Expanding the chemical space of peptides via biocompatible tryptophan C7-arylation.
Lei Liu, Yanyang Zhao, Yiming Su, Boning Wang, Yue Xiong, Tianhang Wang, Xiude Hua, Yonghao Ye, Zhuangzhi Shi, Huan Wang
Abstract
Open AccessLate-stage functionalization of peptides and amino acids is a powerful strategy for modulating biological activity and enabling targeted molecular imaging, offering a promising route for expanding the chemical space of peptides.
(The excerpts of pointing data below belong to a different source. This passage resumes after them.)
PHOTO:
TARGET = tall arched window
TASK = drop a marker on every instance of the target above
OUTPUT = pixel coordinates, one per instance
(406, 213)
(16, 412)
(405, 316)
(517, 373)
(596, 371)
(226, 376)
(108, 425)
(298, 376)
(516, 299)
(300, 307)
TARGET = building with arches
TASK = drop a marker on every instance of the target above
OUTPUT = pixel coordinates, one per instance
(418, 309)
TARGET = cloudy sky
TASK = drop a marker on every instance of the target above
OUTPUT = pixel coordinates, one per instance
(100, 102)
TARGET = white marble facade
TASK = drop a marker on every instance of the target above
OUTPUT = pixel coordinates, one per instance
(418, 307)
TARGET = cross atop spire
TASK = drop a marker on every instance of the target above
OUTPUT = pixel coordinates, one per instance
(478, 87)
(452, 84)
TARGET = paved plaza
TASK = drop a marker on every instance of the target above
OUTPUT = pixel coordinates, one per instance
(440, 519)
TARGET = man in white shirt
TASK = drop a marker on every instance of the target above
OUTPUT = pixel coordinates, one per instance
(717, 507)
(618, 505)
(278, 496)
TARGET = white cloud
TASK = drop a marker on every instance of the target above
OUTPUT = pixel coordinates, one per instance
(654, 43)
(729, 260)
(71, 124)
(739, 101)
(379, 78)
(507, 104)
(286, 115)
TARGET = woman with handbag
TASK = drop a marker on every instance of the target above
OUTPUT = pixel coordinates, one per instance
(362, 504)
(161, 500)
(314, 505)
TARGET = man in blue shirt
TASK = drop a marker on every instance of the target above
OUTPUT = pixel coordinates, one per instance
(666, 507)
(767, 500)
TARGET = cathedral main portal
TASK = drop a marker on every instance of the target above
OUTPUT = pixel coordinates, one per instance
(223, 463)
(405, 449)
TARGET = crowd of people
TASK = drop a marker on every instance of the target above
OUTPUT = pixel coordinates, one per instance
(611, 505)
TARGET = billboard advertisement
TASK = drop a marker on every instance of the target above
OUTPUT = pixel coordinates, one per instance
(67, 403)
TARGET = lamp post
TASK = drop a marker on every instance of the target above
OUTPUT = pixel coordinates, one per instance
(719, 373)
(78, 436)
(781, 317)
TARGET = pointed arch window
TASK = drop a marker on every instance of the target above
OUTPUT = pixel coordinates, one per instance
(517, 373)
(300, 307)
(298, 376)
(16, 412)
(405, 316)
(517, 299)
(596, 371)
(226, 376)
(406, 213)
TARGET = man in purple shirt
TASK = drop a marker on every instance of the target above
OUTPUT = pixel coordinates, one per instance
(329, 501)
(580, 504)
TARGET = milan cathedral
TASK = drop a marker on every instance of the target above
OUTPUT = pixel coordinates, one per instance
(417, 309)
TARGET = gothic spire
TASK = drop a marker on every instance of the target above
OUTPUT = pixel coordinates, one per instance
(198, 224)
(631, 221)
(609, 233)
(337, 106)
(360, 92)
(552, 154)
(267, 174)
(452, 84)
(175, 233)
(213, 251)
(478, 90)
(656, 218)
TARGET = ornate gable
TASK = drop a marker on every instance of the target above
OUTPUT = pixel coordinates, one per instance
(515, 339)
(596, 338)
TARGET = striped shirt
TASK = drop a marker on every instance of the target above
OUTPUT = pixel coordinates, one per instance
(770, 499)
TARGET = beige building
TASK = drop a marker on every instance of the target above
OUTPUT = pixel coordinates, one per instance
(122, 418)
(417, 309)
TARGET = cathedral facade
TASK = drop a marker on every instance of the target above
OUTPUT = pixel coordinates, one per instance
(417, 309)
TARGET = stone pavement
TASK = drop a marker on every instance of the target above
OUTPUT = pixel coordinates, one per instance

Here, we report a Rh-catalyzed, P(iii)-directed C7-selective arylation of tryptophan residues using a removable N-P t Bu2 auxiliary. This method exhibits broad substrate scope, excellent regioselectivity, and high functional group tolerance, enabling efficient and modular derivatization of tryptophan-containing amino acids and peptides. The resulting C7-arylated Trp derivatives serve as fluorogenic probes with environment-sensitive, turn-on fluorescence suitable for wash-free imaging of bacterial cells. Moreover, incorporation of these modified residues into antimicrobial peptides significantly enhanced antifungal activity against Aspergillus fumigatus, achieving up to 49-fold improvement over the parent peptide. By enabling this biocompatible tryptophan C7-arylation, this work establishes a versatile platform for peptide diversification and therapeutic peptide engineering.